Selebihnya, paket mencurigakan yang dilaporkan berisi aneka barang seperti sepatu, kain, buku, jok mobil, bingkai foto, kaset, boneka, jas hujan, hingga cokelat. Masyarakat semakin waspada, tapi juga terbersit kegalauan. Kehidupan menjadi tidak tenang. Muncul semacam paranoia, suatu sikap yang serba curiga.
Wajar dan kritis
Melihat kegalauan masyarakat, Kriminolog Adrianus Meliala menilai, adalah wajar jika masyarakat merasa cemas. Namun, ia mengingatkan, agar masyarakat juga berpikir logis ketika menerima atau menemukan paket yang mencurigakan.
Siapapun, harus kroscek benarkah ada paket yang dikirimkan untuknya. Tak hanya itu, masyarakat juga perlu menilik secara kritis, para pelaku bom tentu mempunyai target-target penting dalam aksi mereka. Terbukti, paket bom buku ini ditujukan pada personal yang memiliki latar belakang berbeda dengan masyarakat awam lainnya.
"Masyarakat juga harus berpikir logis. Ketika mendapat paket dikroscek dulu, apakah paket itu benar untuk kita. Tidak langsung curiga juga. Kita juga harus pikirkan, apakah memang ada orang yang berniat memberikan teror bom pada kita, jika kita merasa diri kita dari kalangan yang biasa-biasa saja, bukan pejabat atau politikus. Apalagi jika perilaku kita dalam masyarakat tidak mengundang perbuatan-perbuatan tercela. Pikirkan, apakah kita layak mendapat paket bom itu," ungkap Adrianus Meliala, saat dihubungi Kompas. com, Senin (21/03/2011).

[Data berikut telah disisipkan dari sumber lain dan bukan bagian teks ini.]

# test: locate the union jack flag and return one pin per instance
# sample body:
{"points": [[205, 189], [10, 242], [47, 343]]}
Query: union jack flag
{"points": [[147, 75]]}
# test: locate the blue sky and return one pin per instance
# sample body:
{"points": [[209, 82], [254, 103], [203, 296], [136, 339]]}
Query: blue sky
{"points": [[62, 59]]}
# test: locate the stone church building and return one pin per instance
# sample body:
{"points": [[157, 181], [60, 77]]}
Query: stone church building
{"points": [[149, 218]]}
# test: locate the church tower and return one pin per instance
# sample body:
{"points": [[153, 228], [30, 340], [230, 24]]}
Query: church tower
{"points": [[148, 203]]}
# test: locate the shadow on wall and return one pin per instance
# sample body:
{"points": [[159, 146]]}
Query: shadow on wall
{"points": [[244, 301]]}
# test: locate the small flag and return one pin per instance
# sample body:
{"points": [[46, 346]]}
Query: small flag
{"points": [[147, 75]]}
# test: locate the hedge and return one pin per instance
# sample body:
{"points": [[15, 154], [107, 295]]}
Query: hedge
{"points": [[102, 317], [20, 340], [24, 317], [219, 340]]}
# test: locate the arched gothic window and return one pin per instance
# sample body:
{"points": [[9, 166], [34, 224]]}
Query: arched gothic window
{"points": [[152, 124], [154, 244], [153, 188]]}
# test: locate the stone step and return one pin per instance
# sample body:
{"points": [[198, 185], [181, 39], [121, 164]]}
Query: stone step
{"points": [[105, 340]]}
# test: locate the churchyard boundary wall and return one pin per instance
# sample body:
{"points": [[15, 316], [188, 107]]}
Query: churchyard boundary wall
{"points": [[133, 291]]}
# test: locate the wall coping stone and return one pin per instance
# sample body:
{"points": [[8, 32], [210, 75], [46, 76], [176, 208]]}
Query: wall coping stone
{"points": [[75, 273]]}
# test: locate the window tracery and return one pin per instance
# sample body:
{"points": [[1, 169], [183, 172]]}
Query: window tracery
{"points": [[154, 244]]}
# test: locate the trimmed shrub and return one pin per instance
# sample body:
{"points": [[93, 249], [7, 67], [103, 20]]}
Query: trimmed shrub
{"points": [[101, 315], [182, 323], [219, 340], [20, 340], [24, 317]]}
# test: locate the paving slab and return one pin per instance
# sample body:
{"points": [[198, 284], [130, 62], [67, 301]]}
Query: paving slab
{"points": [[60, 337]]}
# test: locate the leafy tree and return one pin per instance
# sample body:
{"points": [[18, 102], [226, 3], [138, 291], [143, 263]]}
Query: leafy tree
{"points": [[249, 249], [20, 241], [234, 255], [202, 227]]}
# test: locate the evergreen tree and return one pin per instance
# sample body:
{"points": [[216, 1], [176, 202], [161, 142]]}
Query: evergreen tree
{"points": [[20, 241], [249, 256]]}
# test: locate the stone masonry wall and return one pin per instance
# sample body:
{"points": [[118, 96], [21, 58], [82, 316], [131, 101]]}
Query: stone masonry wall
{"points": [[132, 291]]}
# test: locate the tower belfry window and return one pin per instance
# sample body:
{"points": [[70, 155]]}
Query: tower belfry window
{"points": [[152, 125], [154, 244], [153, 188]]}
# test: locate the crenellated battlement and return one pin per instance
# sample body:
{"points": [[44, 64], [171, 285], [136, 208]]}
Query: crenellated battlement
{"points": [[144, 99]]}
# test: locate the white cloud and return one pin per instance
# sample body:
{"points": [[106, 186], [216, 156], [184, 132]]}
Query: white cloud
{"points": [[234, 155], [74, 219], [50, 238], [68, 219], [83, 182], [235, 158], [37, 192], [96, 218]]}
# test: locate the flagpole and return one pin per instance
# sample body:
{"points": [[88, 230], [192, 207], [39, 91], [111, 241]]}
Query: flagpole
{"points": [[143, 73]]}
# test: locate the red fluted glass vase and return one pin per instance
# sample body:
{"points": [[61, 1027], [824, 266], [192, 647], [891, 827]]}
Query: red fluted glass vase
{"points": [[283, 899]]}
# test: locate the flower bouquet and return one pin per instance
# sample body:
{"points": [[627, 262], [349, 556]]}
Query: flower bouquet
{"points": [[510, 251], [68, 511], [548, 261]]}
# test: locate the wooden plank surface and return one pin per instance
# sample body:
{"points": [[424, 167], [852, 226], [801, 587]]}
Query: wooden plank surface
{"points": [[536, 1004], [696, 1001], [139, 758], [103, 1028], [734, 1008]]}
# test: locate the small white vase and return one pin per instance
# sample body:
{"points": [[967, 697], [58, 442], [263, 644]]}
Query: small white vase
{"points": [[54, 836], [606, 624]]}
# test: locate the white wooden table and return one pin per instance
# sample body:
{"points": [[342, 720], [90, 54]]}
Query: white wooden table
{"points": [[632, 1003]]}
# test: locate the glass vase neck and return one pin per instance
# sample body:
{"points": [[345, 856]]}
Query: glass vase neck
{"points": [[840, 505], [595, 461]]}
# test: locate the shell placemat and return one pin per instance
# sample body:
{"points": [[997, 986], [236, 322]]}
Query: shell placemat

Ia merujuk sosok Goris Mere yang menjadi salah satu sasaran paket teror. Sebelum bertugas di BNN, Goris memimpin Detasemen Khusus 88 yang selama ini sangat getol memerangi teroris. Goris dan pasukannya berhasil mengendus gembong teroris Dr Azahari di Batu, Malang, Jawa Timur. Azahari tewas diberondong peluru.
"Jadi memang mungkin ada unsur atau motif tertentu kenapa dia (Gories) dikirimi paket bom buku itu. Kalau kita merasa memang kita sendiri tidak mungkin mendapat paket seperti itu, ya jangan takut. Kecuali kalau memang benar ada orang iseng yang sengaja mengirimkan paket," jelas Adrianus.
Ia khawatir, ada pihak-pihak tertentu yang melakukan perbuatan jahil di saat masyarakat cemas menyaksikan berita-berita soal bom di media. Ia menengarai keisengan itu pada paket yang ditemukan di Jalan Cilandak KKO, Minggu (20/3/2011).